= John Brown Jr. (Navajo code talker) =

American Navajo Code Talker (1921–2009)

John Brown Jr. (December 24, 1921 – May 20, 2009) was an American Navajo Code Talker during World War II.

==Biography==
John Brown Jr. was born on December 24, 1921, in Chinle, Arizona, the son of Nonabah Begay and John Brown. He was educated at the Chinle Boarding School and graduated from Albuquerque Indian School in 1940. Brown recalled that students were only allowed to speak English at school and were punished if they used the Navajo language.

Following the bombing of Pearl Harbor, Brown joined the United States Marine Corps in 1942. He underwent basic training at Camp Pendleton. He was among the original 29 Navajo code talkers who devised the original code. During the war, he served in battles at Guadalcanal, Saipan, Tarawa, and Tinian.

Brown trained as a welder and was a master carpenter as well as a cabinetmaker.
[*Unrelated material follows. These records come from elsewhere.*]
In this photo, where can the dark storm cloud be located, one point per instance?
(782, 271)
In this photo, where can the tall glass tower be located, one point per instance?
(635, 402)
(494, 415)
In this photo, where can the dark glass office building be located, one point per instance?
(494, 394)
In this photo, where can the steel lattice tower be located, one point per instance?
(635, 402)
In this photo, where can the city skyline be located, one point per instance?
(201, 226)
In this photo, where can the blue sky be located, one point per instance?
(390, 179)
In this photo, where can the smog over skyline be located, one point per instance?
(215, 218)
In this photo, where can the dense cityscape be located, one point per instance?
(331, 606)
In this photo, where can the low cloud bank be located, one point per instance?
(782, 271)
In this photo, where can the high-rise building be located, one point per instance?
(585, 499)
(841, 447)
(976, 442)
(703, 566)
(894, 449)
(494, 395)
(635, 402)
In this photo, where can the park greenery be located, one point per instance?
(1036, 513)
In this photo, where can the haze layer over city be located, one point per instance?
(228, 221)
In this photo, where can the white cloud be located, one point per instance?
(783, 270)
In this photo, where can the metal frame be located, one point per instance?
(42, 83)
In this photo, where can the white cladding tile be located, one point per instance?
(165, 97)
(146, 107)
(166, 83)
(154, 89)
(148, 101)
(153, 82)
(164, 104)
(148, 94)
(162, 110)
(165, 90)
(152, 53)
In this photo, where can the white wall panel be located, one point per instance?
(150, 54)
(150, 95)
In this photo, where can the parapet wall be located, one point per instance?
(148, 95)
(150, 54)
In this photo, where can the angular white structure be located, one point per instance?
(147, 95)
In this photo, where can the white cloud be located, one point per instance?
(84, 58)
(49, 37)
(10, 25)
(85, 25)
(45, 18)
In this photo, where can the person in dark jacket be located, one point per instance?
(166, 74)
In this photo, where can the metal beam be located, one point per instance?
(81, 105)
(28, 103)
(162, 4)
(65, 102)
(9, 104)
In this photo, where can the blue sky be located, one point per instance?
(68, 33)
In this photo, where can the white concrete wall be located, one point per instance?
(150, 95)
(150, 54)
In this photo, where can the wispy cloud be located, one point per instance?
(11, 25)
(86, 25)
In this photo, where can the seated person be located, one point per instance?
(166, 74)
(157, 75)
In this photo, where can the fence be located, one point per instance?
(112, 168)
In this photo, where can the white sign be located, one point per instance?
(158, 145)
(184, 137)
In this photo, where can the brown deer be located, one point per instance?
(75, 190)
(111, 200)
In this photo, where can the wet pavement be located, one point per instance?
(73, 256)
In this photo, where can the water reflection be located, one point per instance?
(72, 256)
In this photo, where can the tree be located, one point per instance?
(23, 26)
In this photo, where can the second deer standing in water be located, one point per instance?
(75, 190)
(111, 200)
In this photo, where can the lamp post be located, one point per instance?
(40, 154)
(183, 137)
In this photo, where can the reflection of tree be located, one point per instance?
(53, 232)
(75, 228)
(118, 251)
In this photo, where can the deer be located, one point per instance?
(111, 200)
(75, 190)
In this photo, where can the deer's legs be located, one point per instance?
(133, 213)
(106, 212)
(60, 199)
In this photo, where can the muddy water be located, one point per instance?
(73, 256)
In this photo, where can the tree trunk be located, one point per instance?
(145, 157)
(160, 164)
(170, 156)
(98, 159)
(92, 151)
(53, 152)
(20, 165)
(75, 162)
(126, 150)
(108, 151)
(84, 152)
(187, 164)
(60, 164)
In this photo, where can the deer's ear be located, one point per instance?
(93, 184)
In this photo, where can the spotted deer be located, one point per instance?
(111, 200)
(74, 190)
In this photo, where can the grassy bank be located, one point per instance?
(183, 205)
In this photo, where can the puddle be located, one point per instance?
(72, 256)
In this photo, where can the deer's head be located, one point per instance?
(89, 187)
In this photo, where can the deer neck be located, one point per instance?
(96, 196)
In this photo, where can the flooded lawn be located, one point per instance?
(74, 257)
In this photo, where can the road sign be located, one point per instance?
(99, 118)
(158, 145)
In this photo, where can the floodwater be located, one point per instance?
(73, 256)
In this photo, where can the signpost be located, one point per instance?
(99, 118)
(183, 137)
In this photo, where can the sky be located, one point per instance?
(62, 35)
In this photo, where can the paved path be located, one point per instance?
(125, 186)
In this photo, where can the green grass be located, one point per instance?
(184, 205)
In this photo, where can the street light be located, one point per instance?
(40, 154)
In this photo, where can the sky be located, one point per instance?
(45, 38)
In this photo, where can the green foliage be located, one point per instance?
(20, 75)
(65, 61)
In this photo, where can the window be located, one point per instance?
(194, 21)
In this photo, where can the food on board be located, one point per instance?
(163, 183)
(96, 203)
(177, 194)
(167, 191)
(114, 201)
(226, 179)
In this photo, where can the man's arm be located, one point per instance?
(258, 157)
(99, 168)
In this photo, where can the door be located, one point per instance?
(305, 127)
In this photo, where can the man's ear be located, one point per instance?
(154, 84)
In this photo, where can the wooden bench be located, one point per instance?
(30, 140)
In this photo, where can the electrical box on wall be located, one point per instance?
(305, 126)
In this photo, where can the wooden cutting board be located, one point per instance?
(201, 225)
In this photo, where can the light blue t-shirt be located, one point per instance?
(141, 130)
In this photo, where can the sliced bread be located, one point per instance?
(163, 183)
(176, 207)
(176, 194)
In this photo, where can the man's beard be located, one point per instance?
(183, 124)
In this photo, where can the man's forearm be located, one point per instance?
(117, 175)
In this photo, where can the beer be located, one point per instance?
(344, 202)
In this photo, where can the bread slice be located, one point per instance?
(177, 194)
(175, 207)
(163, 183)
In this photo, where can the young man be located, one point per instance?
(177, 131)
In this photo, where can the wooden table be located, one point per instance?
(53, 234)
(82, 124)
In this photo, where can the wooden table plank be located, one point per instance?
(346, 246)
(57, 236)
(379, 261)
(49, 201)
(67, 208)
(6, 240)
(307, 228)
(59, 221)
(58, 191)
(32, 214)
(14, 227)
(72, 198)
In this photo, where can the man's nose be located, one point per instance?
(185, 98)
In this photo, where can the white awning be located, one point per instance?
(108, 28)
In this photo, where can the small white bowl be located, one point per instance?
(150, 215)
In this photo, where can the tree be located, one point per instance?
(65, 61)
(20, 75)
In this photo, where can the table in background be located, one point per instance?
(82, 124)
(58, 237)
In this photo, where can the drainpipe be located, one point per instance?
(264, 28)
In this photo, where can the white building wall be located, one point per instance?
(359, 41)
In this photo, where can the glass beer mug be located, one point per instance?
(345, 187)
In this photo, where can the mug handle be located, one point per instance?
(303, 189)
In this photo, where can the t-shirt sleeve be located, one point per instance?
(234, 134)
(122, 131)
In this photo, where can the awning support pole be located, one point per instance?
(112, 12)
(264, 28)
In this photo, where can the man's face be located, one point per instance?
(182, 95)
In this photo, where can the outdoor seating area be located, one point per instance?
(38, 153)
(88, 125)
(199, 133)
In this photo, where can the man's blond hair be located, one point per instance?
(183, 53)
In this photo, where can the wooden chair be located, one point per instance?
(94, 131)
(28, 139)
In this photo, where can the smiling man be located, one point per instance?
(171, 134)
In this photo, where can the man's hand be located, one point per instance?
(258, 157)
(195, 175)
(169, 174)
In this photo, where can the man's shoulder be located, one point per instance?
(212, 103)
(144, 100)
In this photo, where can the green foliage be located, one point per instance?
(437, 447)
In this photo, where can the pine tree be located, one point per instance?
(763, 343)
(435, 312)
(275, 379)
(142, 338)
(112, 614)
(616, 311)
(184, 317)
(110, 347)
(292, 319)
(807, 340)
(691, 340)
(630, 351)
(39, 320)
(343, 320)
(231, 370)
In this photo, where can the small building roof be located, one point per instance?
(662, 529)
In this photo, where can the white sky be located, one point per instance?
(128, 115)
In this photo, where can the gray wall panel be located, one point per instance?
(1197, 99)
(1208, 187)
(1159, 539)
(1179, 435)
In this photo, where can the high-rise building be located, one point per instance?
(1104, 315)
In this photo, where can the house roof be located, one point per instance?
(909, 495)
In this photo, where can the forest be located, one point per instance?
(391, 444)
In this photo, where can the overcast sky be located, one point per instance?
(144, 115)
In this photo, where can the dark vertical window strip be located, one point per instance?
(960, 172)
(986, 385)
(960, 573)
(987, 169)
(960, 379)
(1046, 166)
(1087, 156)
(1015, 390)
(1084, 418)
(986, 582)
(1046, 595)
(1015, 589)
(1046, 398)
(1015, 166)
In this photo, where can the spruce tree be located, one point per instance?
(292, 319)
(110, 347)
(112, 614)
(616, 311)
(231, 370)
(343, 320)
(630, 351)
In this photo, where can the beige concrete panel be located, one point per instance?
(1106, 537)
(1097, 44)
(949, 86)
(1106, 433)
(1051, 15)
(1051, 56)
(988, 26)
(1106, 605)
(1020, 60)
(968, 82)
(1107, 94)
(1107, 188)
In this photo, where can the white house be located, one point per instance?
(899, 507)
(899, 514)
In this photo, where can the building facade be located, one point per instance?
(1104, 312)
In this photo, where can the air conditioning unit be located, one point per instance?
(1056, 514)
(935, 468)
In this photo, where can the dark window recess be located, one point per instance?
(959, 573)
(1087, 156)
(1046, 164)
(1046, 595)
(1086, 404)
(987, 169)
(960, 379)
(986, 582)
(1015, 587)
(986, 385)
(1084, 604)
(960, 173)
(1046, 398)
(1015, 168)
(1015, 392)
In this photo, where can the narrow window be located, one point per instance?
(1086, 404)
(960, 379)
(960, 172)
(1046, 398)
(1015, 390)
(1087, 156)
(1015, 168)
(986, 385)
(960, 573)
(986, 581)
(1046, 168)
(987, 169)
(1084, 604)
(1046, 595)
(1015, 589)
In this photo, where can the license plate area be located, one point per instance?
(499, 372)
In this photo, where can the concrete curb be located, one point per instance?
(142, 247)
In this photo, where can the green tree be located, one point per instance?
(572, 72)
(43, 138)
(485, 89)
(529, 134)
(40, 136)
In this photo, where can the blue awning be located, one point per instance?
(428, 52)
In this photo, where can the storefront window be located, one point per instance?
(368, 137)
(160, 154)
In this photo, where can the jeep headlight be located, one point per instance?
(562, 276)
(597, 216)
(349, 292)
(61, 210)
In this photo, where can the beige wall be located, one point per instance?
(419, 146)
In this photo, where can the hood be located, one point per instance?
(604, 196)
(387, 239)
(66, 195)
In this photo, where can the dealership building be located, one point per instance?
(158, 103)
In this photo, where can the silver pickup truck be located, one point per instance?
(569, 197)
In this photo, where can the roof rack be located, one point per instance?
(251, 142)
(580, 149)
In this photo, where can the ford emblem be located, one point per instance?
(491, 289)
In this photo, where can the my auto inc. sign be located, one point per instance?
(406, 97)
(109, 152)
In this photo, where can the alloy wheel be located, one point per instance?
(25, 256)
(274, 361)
He served as a member of the Navajo Tribal Council from 1962 to 1982. He was president of the Crystal Chapter for three terms. Brown was then a traditional counselor for the Division of Social Services of the Navajo Nation, retiring in 2001.

Brown and his wife Loncie Polacca Brown were the parents of seven children. He was a member of the Church of Jesus Christ of Latter-day Saints. Brown was one of the code talkers who received the Congressional Gold Medal from President George W. Bush on July 26, 2001. Brown was interviewed by the National Museum of the American Indian in 2004.

Brown died on May 20, 2009, at his home in Crystal, New Mexico.